Com este artigo poderá ficar a saber mais sobre uma doença benigna mas altamente incapacitante: a hiperidrose palmar.
A hiperidrose ou hipersudorese é uma condição na qual a produção de suor excede a quantidade que seria necessária para a manutenção da normal temperatura do corpo, e que afeta mais frequentemente a palma das mãos, as axilas e a planta dos pés.
Pode surgir de forma “primária” (sem qualquer causa subjacente associada) ou pode ser “secundária” devido a uma variedade de doenças neurológicas (do sistema nervoso), endócrinas (das glândulas), ou sistémicas (que afetam vários aparelhos ou sistemas do corpo).
Na maioria dos casos a hiperhidrose palmar é causada por uma hiperestimulação de gânglios do nervo simpático, situado na parte alta e posterior do tórax. Mais raramente, a hiperhidrose palmar ou axilar surge secundariamente a um problema subjacente tal como certas doenças da tiroide, do sistema nervoso central, etc (hiperhidrose secundária).

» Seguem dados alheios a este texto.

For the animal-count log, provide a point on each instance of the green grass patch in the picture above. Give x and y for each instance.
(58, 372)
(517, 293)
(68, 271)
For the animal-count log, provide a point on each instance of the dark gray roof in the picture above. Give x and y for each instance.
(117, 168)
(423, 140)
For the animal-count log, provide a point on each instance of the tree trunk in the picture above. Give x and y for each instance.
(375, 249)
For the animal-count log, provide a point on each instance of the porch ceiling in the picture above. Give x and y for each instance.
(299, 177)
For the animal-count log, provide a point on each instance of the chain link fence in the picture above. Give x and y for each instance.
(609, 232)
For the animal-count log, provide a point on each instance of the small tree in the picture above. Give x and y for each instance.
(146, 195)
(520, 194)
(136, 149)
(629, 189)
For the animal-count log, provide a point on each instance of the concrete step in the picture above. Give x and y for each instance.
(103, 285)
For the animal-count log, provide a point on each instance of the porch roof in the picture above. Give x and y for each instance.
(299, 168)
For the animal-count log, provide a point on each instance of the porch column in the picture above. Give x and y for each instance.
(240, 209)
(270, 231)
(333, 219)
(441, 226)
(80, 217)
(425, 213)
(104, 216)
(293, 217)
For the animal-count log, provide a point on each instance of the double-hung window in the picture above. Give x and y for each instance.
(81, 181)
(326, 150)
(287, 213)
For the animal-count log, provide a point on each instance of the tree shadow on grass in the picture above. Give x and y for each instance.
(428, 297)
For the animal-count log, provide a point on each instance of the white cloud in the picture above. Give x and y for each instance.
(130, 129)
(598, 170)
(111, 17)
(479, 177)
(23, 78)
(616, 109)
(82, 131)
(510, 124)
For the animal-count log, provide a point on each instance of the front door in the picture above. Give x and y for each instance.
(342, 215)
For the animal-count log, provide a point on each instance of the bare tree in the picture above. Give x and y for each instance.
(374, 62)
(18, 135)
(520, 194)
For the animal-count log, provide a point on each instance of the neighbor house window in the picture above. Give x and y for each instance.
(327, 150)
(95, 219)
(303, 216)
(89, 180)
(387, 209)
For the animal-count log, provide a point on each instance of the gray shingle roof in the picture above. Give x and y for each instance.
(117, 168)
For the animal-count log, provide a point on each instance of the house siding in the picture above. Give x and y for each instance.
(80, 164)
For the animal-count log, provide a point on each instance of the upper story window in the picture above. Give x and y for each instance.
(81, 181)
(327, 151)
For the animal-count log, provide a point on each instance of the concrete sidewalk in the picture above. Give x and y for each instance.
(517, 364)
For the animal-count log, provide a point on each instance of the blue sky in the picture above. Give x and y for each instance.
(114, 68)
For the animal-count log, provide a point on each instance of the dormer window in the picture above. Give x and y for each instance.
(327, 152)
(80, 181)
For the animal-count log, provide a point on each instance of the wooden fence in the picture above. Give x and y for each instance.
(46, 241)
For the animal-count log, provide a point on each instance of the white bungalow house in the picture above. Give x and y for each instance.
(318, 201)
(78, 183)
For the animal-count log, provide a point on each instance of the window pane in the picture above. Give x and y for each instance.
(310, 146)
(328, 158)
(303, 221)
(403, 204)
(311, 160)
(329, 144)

A hipersudorese incapacitante das mãos (e axilas), muitas vezes já resistente a múltiplos tratamentos locais (e outros) é a manifestação clínica que leva o doente a procurar o cirurgião vascular. As mãos apresentam-se frequentemente molhadas (podendo mesmo pingar das extremidades dos dedos), frias, vermelhas, e por vezes descamativas devido à frequência com que o(a) doente as seca. Pode ser agravado por ansiedade, calor e pelas refeições.
A hiperhidrose palmar é uma situação totalmente benigna e nenhum dano ou sequela pode surgir em consequência da transpiração excessiva das mãos ou axilas.
Cabe ao médico assistente ou ao dermatologista a tentativa de controlo do problema com anti-transpirantes tópicos ou fármacos por via oral.
Só deve consultar o cirurgião vascular quando:
- For excluída a existência de qualquer doença subjacente que seja a causa da hipersudorese e que necessite de tratamento específico.
- A hiperhidrose palmar foi resistente àquelas formas de tratamento conservador acima descritas.
- For suficientemente perturbadora sob o ponto de vista emocional, social ou profissional.
O tratamento da hiperhidrose palmar/axilar “primária” é cirúrgico, e consiste na remoção de gânglios da cadeia nervosa simpática torácica (simpaticectomia torácica).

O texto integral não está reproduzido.